2020 has been a kinder year for many cannabis stocks, rebounding after the struggle of last year. However, HEXO stock remains a notable exception, declining by as much as 15% this year so far and dropping 84% below its 52-week high.
It is perhaps important to figure out why HEXO Corp (TSX:HEXO) (NYSE:HEXO) has declined despite a general rebound in the wider cannabis market.
Analyst downgrades almost always hit a stock hard, and that is what happened with HEXO stock in recent days. The firm MKM Partners downgraded the stock to neutral from buy and also cut the 12-month target price from $5.00 to $1.50.

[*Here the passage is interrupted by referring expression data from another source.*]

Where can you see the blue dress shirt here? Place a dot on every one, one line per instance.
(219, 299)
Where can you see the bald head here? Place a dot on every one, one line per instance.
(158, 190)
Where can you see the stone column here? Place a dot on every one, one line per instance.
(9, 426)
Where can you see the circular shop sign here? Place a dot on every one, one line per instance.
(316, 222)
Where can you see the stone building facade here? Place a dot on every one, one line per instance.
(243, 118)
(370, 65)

Kirk Douglas, the analyst at MKM, revealed that the company not only missed expectations in the fourth quarter but also laid-off employees and breached some contracts. The exit of the company’s CFO back in October last year has also been cited as one of the reasons behind the downgrade.

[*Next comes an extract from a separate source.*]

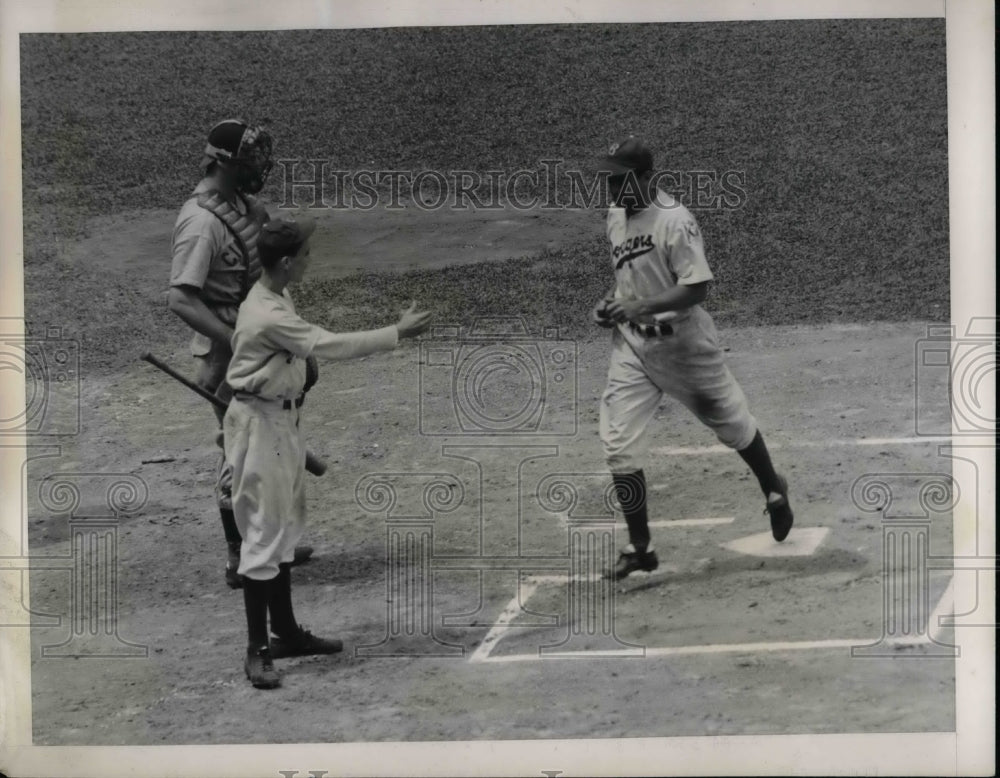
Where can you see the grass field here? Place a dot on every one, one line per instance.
(839, 128)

At the time of writing, HEXO stock is up 1.87% at $1.36.
Another downgrade came from Roth Capital, which cut the target price to $1.75 from $2.25. However, Roth continued to hold on to its previous neutral rating.
New Stock Offering
There are other factors to keep in mind, as well. Earlier in January, the company announced that it is going to sell as many as 12 million shares to institutional investors at $1.67 per share. This will raise $20 million for the company. It also issued 6 million shares to warrant holders for $2.45 each.
However, such developments also mean further dilution of shares and so drove the stock lower. These are some of the major factors that drove down the price of HEXO stock over the past few weeks. Investors should watch the developments closely over the coming days and look for signs of improvement in the earnings.